Custom HTTP fetch strategies for your outgoing search requests.

What transports are

A transport controls exactly how Degoog makes its outgoing HTTP requests to search engines. You can select a specific transport for each engine by navigating to Settings then Engines then Configure then Advanced.

We include three built in transports out of the box:

Name Behaviour
fetch The native Bun fetch implementation with full SOCKS 5 and HTTP proxy support. This is the default for all engines.
curl Shells out directly to your system curl binary. This uses a different TLS stack which helps immensely when a website tries to block the default Bun fingerprint.
auto Tries fetch first. If the server responds with a 403, 429, 502, or 503 error, it automatically retries the request using curl.

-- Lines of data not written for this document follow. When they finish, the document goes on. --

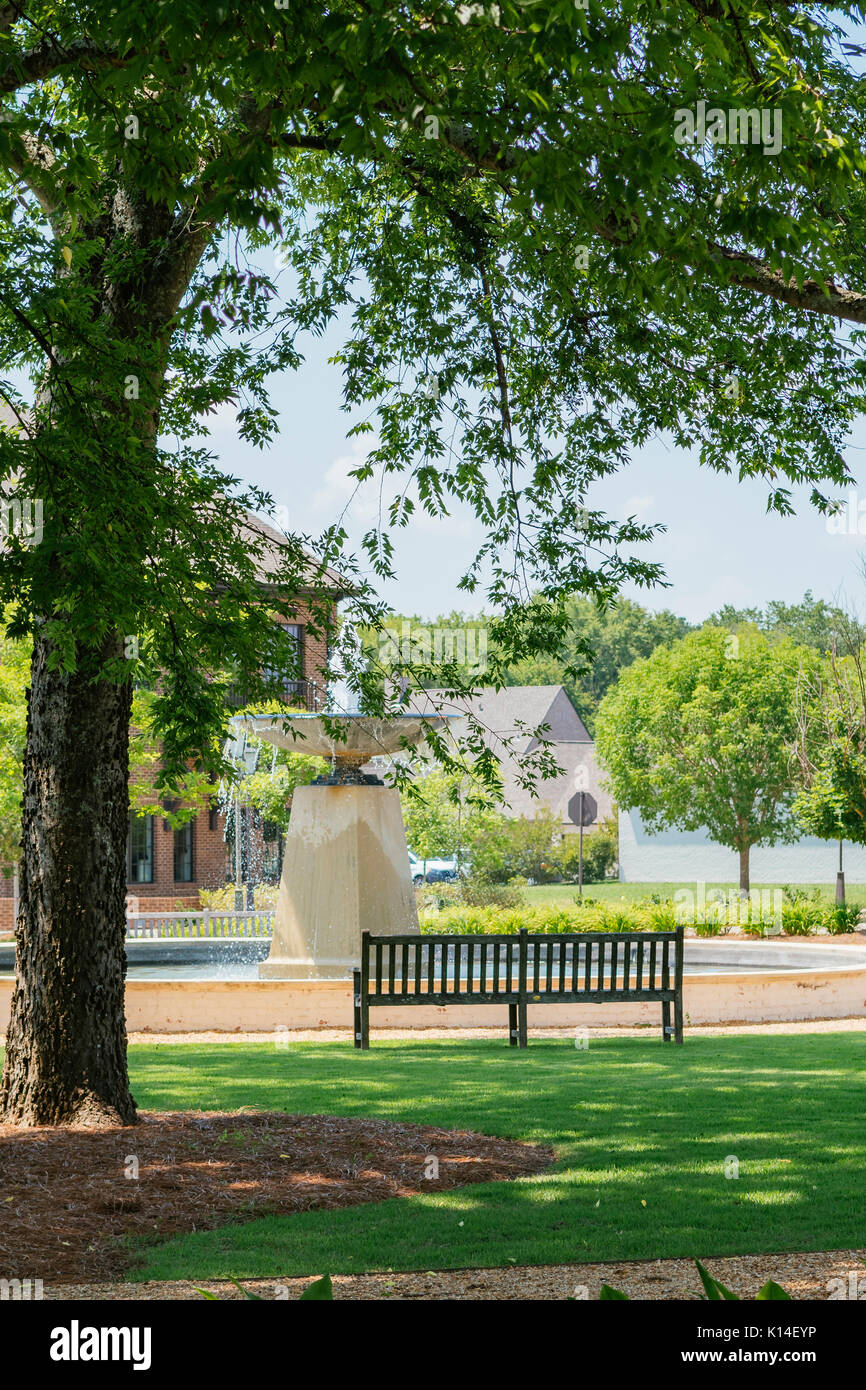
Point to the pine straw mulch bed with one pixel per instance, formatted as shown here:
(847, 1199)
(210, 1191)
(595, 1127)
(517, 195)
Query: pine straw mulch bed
(66, 1201)
(805, 1276)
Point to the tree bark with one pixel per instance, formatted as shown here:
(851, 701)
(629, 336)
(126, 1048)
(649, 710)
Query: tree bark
(66, 1052)
(744, 872)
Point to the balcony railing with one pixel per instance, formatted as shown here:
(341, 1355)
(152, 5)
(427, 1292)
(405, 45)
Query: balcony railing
(206, 923)
(309, 695)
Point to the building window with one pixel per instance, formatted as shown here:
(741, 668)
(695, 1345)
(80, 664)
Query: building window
(291, 679)
(139, 849)
(182, 854)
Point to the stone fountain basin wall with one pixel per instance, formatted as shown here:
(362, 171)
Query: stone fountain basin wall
(819, 982)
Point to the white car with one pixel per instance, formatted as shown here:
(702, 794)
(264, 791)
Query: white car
(435, 870)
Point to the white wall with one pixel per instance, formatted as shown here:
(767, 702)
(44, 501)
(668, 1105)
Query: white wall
(688, 856)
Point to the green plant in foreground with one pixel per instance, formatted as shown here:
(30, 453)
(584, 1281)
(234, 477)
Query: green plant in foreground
(319, 1290)
(715, 1290)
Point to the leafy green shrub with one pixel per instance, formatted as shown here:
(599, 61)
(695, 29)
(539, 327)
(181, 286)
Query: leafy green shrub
(841, 919)
(480, 893)
(801, 918)
(715, 1292)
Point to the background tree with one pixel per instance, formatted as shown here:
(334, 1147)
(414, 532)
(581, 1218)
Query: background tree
(701, 736)
(534, 282)
(599, 644)
(809, 623)
(14, 672)
(831, 740)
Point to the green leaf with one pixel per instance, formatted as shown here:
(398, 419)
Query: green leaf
(772, 1293)
(715, 1292)
(246, 1292)
(321, 1289)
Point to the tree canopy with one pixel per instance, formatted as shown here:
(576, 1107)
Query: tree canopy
(702, 736)
(534, 264)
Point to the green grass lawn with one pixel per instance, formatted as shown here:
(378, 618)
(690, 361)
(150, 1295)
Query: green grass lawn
(641, 1129)
(566, 893)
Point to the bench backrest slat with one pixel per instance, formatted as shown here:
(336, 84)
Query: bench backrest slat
(538, 965)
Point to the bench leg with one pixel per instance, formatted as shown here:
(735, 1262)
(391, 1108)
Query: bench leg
(356, 1008)
(521, 1022)
(360, 1014)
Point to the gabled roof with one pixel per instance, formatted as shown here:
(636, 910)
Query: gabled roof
(515, 710)
(274, 546)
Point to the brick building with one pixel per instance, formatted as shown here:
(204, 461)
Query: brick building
(166, 868)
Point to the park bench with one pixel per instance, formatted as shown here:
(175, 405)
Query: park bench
(580, 968)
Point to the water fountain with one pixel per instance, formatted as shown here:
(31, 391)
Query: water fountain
(345, 868)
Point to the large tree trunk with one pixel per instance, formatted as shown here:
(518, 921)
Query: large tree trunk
(66, 1058)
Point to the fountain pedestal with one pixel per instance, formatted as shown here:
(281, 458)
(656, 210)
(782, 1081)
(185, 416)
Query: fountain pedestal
(345, 870)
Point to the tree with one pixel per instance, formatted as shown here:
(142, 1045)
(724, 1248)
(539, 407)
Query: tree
(599, 644)
(831, 741)
(446, 815)
(14, 669)
(528, 249)
(701, 734)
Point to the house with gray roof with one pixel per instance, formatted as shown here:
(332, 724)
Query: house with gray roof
(515, 720)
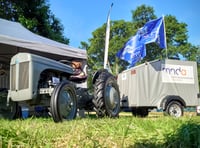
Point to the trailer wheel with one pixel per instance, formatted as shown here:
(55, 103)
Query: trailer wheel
(106, 96)
(63, 102)
(175, 109)
(7, 112)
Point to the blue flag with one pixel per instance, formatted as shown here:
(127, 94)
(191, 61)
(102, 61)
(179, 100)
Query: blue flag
(134, 50)
(153, 31)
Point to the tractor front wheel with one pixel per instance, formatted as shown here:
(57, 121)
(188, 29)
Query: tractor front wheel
(106, 95)
(63, 102)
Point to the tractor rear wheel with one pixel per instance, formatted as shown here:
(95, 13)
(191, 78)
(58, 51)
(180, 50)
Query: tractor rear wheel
(63, 102)
(106, 95)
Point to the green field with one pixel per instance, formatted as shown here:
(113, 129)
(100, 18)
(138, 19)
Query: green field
(125, 131)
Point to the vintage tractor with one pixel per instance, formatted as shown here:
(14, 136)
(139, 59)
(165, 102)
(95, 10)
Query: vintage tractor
(58, 88)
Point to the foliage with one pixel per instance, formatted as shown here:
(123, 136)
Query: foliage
(35, 16)
(126, 131)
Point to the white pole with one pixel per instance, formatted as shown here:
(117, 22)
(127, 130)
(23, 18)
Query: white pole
(107, 40)
(165, 36)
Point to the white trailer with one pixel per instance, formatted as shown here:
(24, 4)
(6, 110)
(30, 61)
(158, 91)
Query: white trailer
(169, 85)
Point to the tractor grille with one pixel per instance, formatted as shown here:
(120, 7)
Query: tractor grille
(23, 75)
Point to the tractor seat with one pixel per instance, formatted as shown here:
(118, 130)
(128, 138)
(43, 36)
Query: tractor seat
(79, 75)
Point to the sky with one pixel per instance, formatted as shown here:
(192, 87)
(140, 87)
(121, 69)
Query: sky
(81, 17)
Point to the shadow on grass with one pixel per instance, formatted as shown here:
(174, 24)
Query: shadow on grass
(187, 136)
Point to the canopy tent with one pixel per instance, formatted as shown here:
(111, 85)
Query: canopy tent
(15, 38)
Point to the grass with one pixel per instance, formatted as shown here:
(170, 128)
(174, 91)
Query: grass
(125, 131)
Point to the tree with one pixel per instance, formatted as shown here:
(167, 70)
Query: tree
(35, 16)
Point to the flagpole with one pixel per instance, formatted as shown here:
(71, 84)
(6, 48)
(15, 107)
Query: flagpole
(165, 37)
(107, 39)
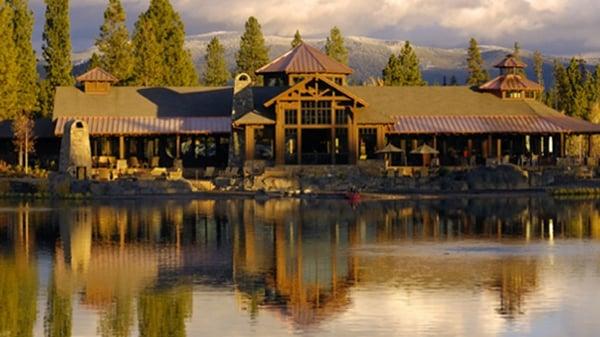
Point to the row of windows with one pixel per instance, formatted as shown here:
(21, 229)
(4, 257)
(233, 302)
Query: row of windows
(316, 114)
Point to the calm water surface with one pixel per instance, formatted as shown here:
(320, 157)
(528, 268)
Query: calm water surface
(519, 266)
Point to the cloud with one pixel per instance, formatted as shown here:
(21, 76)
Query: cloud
(557, 26)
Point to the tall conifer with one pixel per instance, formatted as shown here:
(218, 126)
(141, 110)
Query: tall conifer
(538, 67)
(215, 67)
(334, 46)
(56, 51)
(28, 78)
(297, 39)
(391, 72)
(253, 53)
(116, 54)
(410, 71)
(477, 73)
(148, 63)
(9, 85)
(158, 41)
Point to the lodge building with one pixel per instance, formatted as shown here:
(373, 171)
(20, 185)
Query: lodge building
(306, 113)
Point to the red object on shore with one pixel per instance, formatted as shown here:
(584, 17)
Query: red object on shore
(353, 197)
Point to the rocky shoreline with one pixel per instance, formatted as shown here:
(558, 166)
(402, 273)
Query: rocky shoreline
(311, 183)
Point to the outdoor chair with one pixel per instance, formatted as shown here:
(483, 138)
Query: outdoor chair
(209, 173)
(133, 162)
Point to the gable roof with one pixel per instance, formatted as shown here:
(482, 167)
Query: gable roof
(461, 110)
(97, 75)
(510, 61)
(343, 89)
(304, 59)
(511, 82)
(145, 102)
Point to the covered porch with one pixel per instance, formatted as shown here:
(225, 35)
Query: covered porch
(148, 142)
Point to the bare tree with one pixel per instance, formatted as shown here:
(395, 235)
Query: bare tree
(24, 139)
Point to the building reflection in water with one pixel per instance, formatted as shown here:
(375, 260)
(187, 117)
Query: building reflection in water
(136, 263)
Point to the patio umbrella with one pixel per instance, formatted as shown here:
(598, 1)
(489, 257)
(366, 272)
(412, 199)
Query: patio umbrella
(425, 150)
(387, 150)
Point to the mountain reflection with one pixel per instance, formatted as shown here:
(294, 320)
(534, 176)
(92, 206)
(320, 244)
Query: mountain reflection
(136, 264)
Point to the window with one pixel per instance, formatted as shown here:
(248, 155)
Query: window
(291, 117)
(316, 112)
(341, 116)
(291, 146)
(368, 143)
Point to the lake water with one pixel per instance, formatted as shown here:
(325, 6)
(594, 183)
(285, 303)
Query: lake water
(508, 266)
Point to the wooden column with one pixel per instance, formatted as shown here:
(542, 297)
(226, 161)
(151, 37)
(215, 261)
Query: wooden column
(249, 142)
(380, 138)
(499, 148)
(122, 147)
(280, 136)
(332, 149)
(299, 145)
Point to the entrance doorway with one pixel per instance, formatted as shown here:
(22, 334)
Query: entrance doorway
(316, 147)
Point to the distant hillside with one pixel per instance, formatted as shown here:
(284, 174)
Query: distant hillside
(368, 56)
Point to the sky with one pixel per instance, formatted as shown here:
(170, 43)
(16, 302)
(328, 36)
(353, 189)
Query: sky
(558, 27)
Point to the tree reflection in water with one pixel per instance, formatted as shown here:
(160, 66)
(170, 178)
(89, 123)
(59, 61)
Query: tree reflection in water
(136, 264)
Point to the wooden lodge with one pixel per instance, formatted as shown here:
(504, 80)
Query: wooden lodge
(306, 113)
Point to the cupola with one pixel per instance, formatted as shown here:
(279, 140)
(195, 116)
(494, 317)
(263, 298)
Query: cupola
(96, 81)
(512, 83)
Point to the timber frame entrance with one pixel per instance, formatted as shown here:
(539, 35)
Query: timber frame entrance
(321, 110)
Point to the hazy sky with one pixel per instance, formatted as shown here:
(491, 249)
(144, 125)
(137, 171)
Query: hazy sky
(554, 26)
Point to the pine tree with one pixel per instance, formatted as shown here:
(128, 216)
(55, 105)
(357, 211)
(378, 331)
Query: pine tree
(28, 78)
(148, 63)
(215, 68)
(56, 51)
(297, 39)
(94, 62)
(538, 67)
(410, 71)
(391, 73)
(334, 46)
(477, 73)
(158, 42)
(253, 53)
(116, 54)
(453, 80)
(9, 85)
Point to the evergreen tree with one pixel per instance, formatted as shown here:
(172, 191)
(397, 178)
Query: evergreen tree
(28, 78)
(94, 62)
(148, 63)
(334, 46)
(391, 73)
(410, 71)
(538, 67)
(477, 73)
(253, 53)
(215, 67)
(159, 53)
(9, 85)
(116, 54)
(56, 50)
(453, 80)
(297, 39)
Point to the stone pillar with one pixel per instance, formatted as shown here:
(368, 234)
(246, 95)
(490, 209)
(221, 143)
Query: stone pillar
(121, 147)
(249, 143)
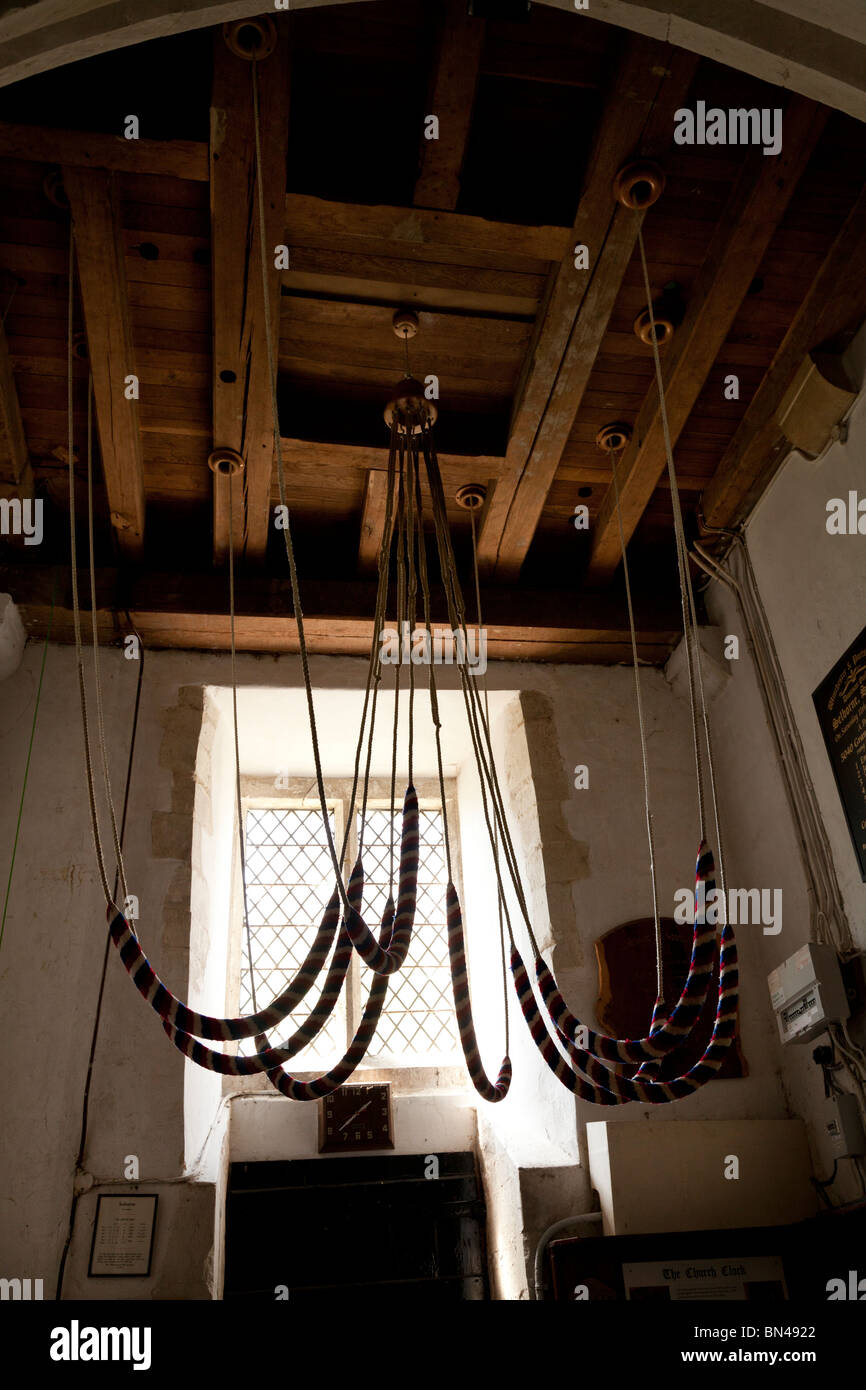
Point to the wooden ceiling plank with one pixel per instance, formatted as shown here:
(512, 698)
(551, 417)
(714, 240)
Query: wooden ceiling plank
(88, 149)
(15, 471)
(452, 97)
(836, 303)
(99, 255)
(740, 241)
(189, 610)
(373, 521)
(242, 405)
(574, 320)
(419, 232)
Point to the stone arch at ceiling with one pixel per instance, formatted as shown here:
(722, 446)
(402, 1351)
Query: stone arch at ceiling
(819, 52)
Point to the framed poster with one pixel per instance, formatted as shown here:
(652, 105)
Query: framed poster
(123, 1236)
(840, 704)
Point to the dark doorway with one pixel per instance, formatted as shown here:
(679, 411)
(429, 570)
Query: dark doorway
(338, 1225)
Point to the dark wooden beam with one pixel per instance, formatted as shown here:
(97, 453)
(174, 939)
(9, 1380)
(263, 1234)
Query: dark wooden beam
(836, 303)
(243, 417)
(451, 100)
(99, 256)
(88, 149)
(189, 612)
(373, 521)
(652, 81)
(421, 234)
(15, 473)
(384, 280)
(755, 207)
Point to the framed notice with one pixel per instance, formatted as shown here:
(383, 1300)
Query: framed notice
(840, 704)
(123, 1236)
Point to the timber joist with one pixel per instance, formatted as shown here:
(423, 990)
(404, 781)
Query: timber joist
(506, 221)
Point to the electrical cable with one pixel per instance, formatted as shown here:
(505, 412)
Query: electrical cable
(27, 762)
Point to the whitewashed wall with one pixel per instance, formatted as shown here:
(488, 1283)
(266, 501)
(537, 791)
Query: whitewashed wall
(581, 851)
(813, 590)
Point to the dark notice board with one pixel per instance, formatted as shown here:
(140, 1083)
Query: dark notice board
(840, 704)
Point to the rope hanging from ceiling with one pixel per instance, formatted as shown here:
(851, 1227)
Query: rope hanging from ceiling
(599, 1069)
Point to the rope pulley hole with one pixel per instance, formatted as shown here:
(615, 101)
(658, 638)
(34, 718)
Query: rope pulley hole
(647, 325)
(250, 38)
(225, 462)
(615, 437)
(471, 496)
(638, 185)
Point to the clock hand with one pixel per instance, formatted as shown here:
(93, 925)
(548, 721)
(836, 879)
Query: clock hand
(355, 1116)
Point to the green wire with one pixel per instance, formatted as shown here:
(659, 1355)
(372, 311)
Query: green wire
(27, 766)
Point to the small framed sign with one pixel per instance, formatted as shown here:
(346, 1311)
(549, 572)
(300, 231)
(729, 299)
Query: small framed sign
(840, 704)
(123, 1236)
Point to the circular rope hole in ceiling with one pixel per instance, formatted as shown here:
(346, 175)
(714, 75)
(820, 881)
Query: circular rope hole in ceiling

You can install additional transports like FlareSolverr straight from the Store or place them manually inside your data/transports/ directory.

Where transports live

Your custom transports belong in data/transports/ or whatever path you set for DEGOOG_TRANSPORTS_DIR. Each transport is just a file or folder containing an entry file that exports a class or object implementing the transport contract.

Transport contract

Required properties:

  • name: A unique identifier written in lowercase with no spaces.
  • available(): Return true or a Promise resolving to true when your transport is ready to use. If you return false, the transport will be hidden from the engine dropdown menus.
  • fetch(url, options, context) (async): Perform the actual HTTP request and return a standard Response object.

Optional properties:

  • displayName: The friendly name shown in Settings then Transports.
  • description: A short description displayed in Settings then Transports.
  • settingsSchema and configure(settings): These follow the exact same pattern as engines and plugins. A Configure button will appear in Settings then Transports, and your values are stored safely in data/plugin-settings.json under transport-<name>.

Arguments

options

Field Type Description
method string The HTTP method which defaults to "GET".
headers Record<string, string> Your request headers.
body string The request body.
redirect RequestRedirect The redirect mode which defaults to "follow".
signal AbortSignal The abort signal used for cancellation.

context

Field Type Description
proxyUrl string | undefined The proxy URL configured in Settings then Server then Proxy. This comes already rotated. It will be undefined when proxies are disabled.
fetch (url, init?) => Promise<Response> A proxy aware fetch function. Always use this for all your outbound requests so the user proxy settings like SOCKS 5 or HTTP CONNECT are respected automatically.

Proxies

When a user enables a proxy in Settings then Server, context.proxyUrl is populated and context.fetch routes through it automatically. Your transport should always use context.fetch for any outbound HTTP calls so proxy routing just works effortlessly:

async fetch(url, options, context) {
          const doFetch = context.fetch;
          const res = await doFetch("https://my-service.example.com/api", {
            method: "POST",
            headers: { "Content-Type": "application/json" },
            body: JSON.stringify({ target: url }),
            signal: options.signal,
          });
          // transform and return a Response
        }

Setup

Create your data/transports/ directory or set your DEGOOG_TRANSPORTS_DIR. Add a single file like my-transport.js or create a folder with an index.js file. Your transport settings ID will automatically become transport-<name>.

How settings work

  1. Declare your settingsSchema so a Configure button appears in Settings then Transports.
  2. When the user saves, the values go into data/plugin-settings.json under transport-<name>.
  3. Your configure(settings) function is called right after saving and every time the server restarts if settings exist.
  4. Return false from available() when required settings are missing so the transport does not show up in engine dropdowns until it is fully configured.
  5. Users can easily disable configurable transports using the toggle switch in Settings then Transports.

Example minimal transport

export default class MyTransport {
          name = "my-transport";
          displayName = "My Transport";
          description = "Example custom transport.";
        
          settingsSchema = [
            {
              key: "apiUrl",
              label: "API URL",
              type: "url",
              required: true,
              placeholder: "https://my-service.example.com",
            },
          ];
        
          _apiUrl = "";
        
          configure(settings) {
            this._apiUrl = (settings.apiUrl || "").trim();
          }
        
          available() {
            return this._apiUrl.length > 0;
          }
        
          async fetch(url, options, context) {
            const doFetch = context.fetch;
        
            const res = await doFetch(this._apiUrl, {
              method: "POST",
              headers: { "Content-Type": "application/json" },
              body: JSON.stringify({ url, timeout: 10000 }),
              signal: options.signal,
            });
        
            if (!res.ok) return new Response("", { status: res.status });
            const data = await res.json();
            return new Response(data.html ?? "", {
              status: data.status ?? 200,
              headers: { "Content-Type": "text/html" },
            });
          }
        }

Examples from the official store

  • FlareSolverr lets you bypass Cloudflare challenges via a FlareSolverr instance. It correctly uses context.fetch so all proxy settings are respected.

If you are distributing your transport through the Store, just add it under the transports/ directory in your repository and list it in the transports array inside your package.json.